Je n'ai jamais vu cette coutume et mes grands-parents me disaient qu'elle se pratiquait dans les familles très croyantes et que chez eux non plus cela ne se faisait pas. Je ne connais personne d'ailleurs dans mon entourage qui ait vu cela en réalité !

Chez mes grands-parents maternels, qui sont nés un peu avant le XX° siècle, l'aïeul se contentait d'allumer le feu.

Et tout le monde chantait ensemble en buvant le vin chaud (ou le vin cuit) en guise d'apéritif  avant de se mettre à table :

 l'an que vèn, se sian pas mai que siguen pas mens" !

"A l'année prochaine" ! si nous ne sommes pas plus, que nous ne soyons pas moins" donc s'il n'y a pas de naissance, qu'il n'y ait pas de décès dans la famille...

Cette phrase se prononce encore aujourd'hui très fréquemment durant la période de fin d'année quand on quitte des amis ou de simples connaissances, nos voisins, nos collègues de travail et c'est une manière très provençale de se souhaiter de bonnes fêtes.

 

Cette phrase a marqué mon enfance. C'était toujours mon grand-père maternel qui la prononçait et ma mère a pris la suite.

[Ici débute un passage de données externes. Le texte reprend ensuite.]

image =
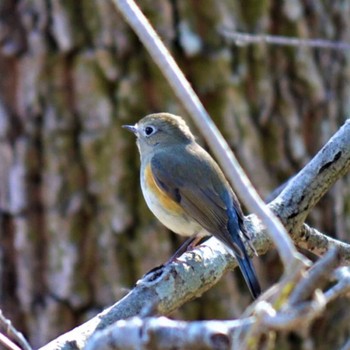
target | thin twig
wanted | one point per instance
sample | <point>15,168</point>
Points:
<point>132,14</point>
<point>8,343</point>
<point>248,39</point>
<point>315,278</point>
<point>318,243</point>
<point>14,333</point>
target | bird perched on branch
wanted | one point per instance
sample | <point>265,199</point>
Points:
<point>187,191</point>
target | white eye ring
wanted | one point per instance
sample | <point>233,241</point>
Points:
<point>149,130</point>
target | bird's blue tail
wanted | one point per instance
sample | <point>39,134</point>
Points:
<point>236,226</point>
<point>249,275</point>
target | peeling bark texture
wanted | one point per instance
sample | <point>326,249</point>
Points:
<point>75,233</point>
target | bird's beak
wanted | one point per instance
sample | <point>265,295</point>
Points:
<point>131,128</point>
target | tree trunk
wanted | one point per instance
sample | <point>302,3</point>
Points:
<point>75,230</point>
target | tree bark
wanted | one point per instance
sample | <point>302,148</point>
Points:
<point>75,231</point>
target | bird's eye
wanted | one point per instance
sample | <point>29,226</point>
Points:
<point>149,130</point>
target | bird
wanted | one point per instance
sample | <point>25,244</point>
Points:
<point>187,191</point>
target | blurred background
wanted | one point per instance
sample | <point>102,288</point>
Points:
<point>75,232</point>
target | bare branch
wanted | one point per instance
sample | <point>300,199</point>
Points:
<point>162,333</point>
<point>316,277</point>
<point>305,189</point>
<point>318,243</point>
<point>241,39</point>
<point>13,332</point>
<point>165,290</point>
<point>291,258</point>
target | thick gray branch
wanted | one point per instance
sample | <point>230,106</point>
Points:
<point>165,290</point>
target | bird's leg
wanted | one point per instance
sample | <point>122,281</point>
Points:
<point>186,246</point>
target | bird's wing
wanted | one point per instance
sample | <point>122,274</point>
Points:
<point>199,192</point>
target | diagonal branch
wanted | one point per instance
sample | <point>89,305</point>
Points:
<point>165,290</point>
<point>291,259</point>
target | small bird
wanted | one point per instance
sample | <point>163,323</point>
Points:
<point>187,191</point>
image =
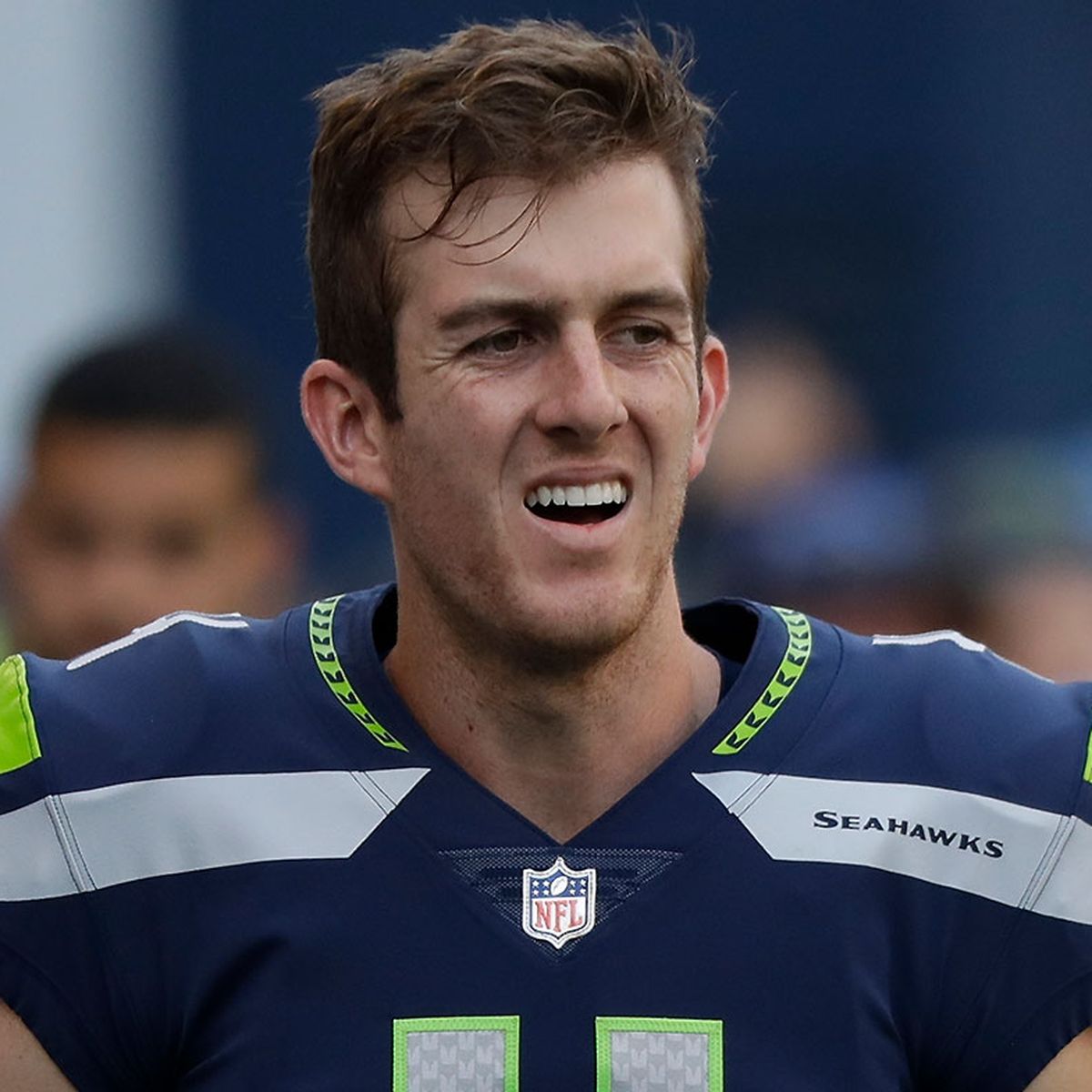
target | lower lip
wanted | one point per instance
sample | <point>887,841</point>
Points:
<point>599,534</point>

J'ai souvent encore les larmes aux yeux en y pensant car c'était un moment à la fois très solennel, et emplie de mélancolie et de mystère. Bien sûr, en grandissant j'ai très vite compris que ce n'était pas une formule magique, mais bien une façon de conjurer le mauvais sort et de se porter mutuellement chance, tout en étant contents d'être tous réunis.

Mais je voyais bien que les anciens et même les autres adultes ressentaient toujours beaucoup d'émotion en la prononçant.

 

Puis tout le monde passait à table pour la veillée de noël.

La tradition de mettre la bûche dans la cheminée a été remplacée par le dessert bien connu dont tout le monde se régale !

Le repas du réveillon, s'il était bien un Gros Souper dans les temps anciens, est aujourd'hui plutôt un repas maigre.

 

Je vous livre rapidement les détails de l'organisation et de la déco du Gros Souper !

Chez les respectueux stricts de la tradition, sur la table, on devait disposer trois nappes blanches (une pour le repas du 24, une pour le 25 à midi et la troisième pour le 25 au soir), trois chandelles et les trois coupelles de blé germé et enfin tous les plats, y compris les treize desserts.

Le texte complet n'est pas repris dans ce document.